There’s an old song, from the Napoleonic wars, “The Hartlepool Monkey,” about a French ship that was wrecked on the east coast of Britain. The only survivor: the ship’s mascot, a monkey, dressed up in a little uniform. The people thought he was a Frenchman and lynched him. I bet some people today would be just as ignorant, except that today it would be wilful ignorance.

Thanks for this statement of the truth, disturbing and distressing as it is. Disturbing and distressing that Israel commits these acts, disturbing and distressing that the U.S. enables them, makes us complicit. I recall LBJ quoting Proverbs 29:18, “where there is no vision, the people perish.” It seems that the vision that animates Israel’s actions . . . and America’s too, alas . . . is that of Psalm 137:9. “Happy is the one who seizes your infants and dashes them against the rocks.”

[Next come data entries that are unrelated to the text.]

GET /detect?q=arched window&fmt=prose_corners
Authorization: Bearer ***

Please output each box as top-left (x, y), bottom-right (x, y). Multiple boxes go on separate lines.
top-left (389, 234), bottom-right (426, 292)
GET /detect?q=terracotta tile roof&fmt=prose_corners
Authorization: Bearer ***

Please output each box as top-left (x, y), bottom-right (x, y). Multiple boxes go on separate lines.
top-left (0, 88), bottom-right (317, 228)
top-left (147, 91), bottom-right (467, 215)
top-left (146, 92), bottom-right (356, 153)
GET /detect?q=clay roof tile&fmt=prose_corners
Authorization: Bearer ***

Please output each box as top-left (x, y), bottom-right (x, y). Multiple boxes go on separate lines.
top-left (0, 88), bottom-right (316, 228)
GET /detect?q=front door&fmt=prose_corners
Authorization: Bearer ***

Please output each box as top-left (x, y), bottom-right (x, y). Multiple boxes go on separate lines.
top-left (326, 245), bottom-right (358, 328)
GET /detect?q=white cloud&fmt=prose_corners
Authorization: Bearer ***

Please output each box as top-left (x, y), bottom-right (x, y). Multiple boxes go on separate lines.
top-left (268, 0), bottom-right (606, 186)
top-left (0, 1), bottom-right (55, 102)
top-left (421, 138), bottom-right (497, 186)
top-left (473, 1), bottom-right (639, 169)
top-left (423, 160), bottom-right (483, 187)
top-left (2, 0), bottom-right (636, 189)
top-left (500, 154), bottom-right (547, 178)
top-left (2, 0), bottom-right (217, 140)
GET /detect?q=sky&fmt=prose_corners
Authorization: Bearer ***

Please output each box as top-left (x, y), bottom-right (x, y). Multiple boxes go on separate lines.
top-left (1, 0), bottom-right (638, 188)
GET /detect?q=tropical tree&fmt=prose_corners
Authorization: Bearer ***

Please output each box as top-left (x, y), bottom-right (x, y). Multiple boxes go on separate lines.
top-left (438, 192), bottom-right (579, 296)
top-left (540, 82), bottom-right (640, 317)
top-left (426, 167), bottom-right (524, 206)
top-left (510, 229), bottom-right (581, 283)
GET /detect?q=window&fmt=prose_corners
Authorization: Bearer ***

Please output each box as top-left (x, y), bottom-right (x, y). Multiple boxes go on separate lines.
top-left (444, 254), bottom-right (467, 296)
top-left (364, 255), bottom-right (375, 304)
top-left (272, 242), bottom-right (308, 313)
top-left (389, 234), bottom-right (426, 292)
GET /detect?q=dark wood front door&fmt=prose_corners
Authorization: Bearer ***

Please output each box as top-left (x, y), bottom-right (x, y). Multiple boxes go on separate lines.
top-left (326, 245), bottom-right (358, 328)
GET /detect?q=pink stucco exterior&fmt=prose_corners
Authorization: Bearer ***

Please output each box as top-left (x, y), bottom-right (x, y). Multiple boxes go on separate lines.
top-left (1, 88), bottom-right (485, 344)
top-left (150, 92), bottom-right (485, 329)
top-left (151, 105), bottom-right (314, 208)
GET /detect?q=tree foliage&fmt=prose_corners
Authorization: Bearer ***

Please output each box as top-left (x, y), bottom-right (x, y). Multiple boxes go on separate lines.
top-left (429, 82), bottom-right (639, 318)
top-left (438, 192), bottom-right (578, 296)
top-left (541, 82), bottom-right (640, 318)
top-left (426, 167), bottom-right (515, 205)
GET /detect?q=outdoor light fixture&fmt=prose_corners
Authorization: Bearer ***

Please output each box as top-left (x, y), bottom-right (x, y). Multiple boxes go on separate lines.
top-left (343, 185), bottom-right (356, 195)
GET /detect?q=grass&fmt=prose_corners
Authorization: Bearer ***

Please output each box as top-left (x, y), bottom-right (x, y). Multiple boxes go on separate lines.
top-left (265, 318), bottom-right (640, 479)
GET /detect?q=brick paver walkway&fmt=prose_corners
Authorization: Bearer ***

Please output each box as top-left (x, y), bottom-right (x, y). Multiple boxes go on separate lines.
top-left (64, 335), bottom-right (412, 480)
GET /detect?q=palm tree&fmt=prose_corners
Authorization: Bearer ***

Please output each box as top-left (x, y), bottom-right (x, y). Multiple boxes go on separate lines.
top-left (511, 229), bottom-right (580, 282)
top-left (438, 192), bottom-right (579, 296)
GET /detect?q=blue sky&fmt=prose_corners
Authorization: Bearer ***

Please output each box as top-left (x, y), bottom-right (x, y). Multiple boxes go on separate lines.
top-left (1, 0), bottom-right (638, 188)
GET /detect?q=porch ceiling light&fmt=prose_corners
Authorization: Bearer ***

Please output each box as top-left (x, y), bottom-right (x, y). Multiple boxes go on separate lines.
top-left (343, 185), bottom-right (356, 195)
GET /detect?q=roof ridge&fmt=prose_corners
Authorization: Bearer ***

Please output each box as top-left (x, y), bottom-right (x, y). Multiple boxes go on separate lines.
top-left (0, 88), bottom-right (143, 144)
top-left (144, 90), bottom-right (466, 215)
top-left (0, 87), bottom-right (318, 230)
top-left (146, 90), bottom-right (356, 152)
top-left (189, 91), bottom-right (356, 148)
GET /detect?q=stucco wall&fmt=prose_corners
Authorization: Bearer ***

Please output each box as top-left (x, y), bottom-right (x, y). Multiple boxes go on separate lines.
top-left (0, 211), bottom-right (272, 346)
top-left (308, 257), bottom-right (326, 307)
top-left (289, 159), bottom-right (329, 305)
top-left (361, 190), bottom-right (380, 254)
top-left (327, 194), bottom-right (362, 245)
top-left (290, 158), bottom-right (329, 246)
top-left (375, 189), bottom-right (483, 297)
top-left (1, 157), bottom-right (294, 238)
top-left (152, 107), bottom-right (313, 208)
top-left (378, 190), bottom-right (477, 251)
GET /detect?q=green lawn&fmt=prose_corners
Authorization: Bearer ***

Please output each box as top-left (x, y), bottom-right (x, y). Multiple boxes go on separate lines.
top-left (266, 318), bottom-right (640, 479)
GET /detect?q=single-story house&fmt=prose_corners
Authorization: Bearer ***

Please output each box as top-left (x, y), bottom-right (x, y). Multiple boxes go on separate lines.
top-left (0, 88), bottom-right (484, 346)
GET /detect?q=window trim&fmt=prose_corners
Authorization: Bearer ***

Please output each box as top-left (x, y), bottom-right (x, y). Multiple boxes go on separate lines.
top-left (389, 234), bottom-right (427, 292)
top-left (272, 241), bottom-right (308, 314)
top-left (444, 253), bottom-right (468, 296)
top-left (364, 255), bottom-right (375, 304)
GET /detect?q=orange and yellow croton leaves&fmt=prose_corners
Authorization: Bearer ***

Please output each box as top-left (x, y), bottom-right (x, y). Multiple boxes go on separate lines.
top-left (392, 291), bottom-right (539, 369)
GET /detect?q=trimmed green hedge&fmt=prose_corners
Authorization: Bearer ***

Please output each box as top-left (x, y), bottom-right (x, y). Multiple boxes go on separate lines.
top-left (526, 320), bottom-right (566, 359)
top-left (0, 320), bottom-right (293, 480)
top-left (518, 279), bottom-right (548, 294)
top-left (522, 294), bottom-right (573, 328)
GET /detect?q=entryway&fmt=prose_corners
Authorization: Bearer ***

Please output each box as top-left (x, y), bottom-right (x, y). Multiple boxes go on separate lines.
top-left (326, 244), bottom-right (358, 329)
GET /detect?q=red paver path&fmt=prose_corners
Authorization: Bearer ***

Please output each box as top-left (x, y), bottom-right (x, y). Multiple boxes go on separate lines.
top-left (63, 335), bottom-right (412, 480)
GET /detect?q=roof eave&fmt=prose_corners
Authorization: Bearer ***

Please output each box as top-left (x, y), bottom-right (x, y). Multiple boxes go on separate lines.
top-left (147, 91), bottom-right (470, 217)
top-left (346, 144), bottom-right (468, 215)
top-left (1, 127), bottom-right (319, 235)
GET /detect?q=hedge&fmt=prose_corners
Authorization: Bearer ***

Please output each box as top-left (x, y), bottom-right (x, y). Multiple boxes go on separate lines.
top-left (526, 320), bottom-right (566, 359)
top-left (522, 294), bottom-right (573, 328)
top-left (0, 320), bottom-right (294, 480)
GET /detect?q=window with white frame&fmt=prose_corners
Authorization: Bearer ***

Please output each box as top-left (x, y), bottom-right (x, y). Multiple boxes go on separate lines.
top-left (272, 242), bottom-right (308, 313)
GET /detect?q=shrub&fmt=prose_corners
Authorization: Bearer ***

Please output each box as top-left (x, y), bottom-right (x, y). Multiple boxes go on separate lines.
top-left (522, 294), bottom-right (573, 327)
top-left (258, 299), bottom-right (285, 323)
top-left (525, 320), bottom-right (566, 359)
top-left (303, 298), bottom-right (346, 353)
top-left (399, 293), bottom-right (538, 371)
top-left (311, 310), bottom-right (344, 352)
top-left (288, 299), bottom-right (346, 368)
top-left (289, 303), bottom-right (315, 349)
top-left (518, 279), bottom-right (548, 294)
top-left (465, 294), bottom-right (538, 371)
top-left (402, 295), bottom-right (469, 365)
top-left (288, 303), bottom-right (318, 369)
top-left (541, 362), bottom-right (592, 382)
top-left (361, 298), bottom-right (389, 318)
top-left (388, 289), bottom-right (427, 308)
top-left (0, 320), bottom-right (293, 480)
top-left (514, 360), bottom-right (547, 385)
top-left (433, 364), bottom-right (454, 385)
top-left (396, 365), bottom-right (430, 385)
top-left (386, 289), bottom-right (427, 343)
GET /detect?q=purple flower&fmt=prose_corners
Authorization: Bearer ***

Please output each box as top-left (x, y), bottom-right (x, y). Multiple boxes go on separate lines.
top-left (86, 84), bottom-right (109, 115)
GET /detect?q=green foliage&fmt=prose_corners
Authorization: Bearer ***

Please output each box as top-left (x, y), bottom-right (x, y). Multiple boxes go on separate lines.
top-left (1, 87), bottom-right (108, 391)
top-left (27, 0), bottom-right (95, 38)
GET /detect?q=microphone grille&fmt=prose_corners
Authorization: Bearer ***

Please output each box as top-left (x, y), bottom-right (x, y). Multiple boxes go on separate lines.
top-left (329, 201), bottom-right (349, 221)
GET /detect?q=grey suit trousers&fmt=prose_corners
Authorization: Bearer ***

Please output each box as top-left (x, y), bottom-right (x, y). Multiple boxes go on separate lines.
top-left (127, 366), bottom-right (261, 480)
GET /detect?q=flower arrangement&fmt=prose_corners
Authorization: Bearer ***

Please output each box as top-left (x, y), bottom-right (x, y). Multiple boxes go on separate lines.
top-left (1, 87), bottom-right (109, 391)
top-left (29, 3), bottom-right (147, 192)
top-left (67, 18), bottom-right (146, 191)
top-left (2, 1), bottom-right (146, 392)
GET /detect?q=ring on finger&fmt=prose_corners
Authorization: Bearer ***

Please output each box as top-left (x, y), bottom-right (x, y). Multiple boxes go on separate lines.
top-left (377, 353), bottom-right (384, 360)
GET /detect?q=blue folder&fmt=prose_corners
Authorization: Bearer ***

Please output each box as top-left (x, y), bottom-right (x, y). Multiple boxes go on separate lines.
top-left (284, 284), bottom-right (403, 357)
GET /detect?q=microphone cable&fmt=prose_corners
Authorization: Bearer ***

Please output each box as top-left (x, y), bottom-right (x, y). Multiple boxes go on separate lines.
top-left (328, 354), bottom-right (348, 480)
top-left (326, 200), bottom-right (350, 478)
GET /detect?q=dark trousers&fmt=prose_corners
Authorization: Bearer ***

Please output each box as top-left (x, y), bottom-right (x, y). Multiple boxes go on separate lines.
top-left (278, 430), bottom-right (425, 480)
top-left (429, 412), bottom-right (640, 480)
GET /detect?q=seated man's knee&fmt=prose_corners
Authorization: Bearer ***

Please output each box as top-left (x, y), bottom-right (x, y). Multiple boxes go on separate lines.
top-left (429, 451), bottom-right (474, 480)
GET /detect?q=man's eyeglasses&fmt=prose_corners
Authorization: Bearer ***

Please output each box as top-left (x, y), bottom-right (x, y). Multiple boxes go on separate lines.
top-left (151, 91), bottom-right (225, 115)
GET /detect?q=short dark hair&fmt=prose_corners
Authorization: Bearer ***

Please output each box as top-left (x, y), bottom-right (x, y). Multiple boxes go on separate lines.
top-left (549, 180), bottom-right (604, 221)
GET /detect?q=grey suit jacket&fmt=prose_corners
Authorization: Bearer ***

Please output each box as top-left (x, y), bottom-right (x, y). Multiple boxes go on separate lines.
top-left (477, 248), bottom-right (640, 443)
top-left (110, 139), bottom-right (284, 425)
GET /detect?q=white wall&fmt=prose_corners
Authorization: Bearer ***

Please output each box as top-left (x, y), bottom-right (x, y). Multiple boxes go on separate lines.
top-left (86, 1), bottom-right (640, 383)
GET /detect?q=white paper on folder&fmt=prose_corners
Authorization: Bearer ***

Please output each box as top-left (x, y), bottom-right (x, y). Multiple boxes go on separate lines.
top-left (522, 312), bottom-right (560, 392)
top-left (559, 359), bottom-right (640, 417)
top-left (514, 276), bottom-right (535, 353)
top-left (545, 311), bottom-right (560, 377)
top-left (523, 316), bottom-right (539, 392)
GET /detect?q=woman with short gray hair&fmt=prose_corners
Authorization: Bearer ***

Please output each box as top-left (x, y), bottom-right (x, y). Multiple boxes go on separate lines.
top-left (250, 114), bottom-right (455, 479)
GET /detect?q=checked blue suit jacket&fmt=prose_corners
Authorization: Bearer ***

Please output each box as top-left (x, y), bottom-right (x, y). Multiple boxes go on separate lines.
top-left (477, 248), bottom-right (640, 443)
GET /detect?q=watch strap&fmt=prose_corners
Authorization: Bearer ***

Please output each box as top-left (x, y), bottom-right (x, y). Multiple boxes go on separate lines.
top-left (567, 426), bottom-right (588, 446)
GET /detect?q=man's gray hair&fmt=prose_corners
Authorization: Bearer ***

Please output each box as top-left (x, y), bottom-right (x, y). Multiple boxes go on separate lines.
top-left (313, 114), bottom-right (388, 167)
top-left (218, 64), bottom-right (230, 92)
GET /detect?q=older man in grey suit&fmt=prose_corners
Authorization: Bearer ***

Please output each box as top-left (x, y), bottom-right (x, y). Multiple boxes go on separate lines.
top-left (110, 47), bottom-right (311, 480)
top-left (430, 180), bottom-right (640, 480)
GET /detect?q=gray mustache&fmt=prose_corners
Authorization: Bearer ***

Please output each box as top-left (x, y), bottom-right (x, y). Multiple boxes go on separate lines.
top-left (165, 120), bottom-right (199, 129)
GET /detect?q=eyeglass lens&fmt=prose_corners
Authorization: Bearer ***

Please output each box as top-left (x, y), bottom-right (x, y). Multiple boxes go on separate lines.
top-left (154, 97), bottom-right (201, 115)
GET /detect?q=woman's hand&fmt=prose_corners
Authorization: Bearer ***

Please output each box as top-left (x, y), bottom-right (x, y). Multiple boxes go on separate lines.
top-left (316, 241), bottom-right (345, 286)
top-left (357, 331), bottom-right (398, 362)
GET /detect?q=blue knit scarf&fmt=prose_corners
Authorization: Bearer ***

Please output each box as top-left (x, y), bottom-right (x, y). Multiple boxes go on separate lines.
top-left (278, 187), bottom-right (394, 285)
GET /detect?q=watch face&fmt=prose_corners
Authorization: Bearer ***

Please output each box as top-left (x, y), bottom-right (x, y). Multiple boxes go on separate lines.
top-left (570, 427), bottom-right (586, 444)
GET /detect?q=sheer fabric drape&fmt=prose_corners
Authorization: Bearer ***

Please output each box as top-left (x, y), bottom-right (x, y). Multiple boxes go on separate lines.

Hey, FYI, the substack link embedded in the text “there is enough evidence” redirects to an error page saying “This page is private – try signing in with a different email, or letting the author know they’ve linked to a private page.”

The Palestinian cause has not benefitted from political savvy as have Israel’s supporters. Has long been behind the ball media wise and political wise. Doesn’t cultivate narratives or seemingly think in those terms.

The cause could use the benefits of insightful self criticism, like in Jewish political culture. World attention and sympathy are currently powerful assets ready to be taken advantage of.